In my example, I'm calling it like awk '{print $1}'
. This means: Get the string and return me the first item. Remember that the string is splitted by the delitetters.
Because wc -l
commands prints the lines number and the filename (always), we want to get only the line numbers and get rid of the file name. That is why, we want only the first token, or $1
. Remember that in awk
, the elements starts from 1 and not from 0, as in many programming languages.
So far so good. We have the line numbers for all of the files in our directory. Now, we need to calculate all of this.
paste command
Do not get confused from the name of the command paste
. It will not going to paste you anything in the terminal. It will basically merge everything in one and then paste it. See man paste
for more information.
paste
command has 2 options: -d and -s
-d
If you do not specify this options, everything will be pasted with a tab (\t) one by one, except for the last item.

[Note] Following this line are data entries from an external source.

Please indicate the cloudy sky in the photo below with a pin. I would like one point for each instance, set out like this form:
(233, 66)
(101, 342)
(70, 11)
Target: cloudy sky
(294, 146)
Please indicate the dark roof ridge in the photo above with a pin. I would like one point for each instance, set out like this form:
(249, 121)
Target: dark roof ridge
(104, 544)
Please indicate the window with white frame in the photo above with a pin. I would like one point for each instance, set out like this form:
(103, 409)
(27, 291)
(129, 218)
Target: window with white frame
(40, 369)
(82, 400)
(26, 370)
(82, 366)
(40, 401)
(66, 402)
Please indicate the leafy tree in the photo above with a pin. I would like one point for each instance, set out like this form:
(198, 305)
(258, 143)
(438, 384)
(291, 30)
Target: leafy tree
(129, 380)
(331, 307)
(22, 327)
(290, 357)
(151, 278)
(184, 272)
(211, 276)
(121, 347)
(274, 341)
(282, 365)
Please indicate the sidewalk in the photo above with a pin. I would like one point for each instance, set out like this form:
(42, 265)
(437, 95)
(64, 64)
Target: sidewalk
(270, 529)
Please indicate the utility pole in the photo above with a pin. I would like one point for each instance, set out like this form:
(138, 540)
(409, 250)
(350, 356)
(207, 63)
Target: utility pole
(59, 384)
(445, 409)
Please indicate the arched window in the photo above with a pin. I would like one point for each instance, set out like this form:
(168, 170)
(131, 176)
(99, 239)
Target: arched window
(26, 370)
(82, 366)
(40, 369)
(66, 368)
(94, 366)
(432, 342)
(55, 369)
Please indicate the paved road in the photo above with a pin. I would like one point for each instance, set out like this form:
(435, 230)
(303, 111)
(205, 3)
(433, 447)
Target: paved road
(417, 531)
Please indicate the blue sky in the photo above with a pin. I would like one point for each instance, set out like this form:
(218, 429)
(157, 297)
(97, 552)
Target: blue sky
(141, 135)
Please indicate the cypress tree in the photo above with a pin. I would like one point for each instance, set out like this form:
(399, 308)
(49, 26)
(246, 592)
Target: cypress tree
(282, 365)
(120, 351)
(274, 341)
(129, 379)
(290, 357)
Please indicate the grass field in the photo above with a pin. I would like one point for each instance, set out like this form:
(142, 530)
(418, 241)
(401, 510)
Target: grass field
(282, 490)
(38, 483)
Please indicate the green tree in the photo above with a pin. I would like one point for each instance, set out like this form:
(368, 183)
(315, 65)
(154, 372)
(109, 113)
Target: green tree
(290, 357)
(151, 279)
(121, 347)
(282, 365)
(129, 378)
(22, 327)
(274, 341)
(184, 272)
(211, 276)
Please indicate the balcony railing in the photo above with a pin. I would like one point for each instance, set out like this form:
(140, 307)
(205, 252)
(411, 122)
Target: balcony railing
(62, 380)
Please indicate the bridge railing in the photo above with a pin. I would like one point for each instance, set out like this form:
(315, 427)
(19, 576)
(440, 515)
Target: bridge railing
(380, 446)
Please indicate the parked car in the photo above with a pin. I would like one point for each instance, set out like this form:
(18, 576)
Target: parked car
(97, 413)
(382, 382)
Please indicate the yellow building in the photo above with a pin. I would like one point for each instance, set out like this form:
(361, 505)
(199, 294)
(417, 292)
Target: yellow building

If you specify something different than the \t (+ for example), then everything will be followed by + sign-s
is to concatenate everything in one, based on the-d
options
This is what we need to calculate all lines in the files. Basically we will have the following scenario until now:
find
will print the file one by one:
/path/to/file1.ext
/path/to/file2.ext2
xargs
will executewc
and it will show how many lines are in every file:
55 /path/to/file1.ext
323 /path/to/file2.ext2
awk
command will get only the line numbers:
55
323
- and now
paste
will concatenate everything with+
sign:
55+323
Wow. We have the formula, so now, someone have to calculate everything.
Luckily, we have bc
command for this. See below.
bc command
Basically, bc
is a arithmetic language that can calculate the provide input. Of course, bc
is way powerful than I can show you or explain, but think about it like to calculate expressions (like the one that we have from above). See man bc
for more information.
So until now, we have the arithmetic expression and we can pass it to bc
to be calculated and printed. In your example is very easy, by just calling bc
without any arguments or options
Aaand we have the result
Executing the entire command find . -type f | xargs wc -l | egrep 'total$' | awk '{print $1}' | paste -sd+ - | bc
will print you just the total number of files that are in the current directory.
Conclusion
In Unix systems, piping commands can be very useful and can lead to a different results (desired or not). Every SysAdmin is using piping in the terminal, because we do have time to write a new peace of software that combine two already build. We can just pipe the result of one command to be argument (or input more correctly) to another program and get the desired result.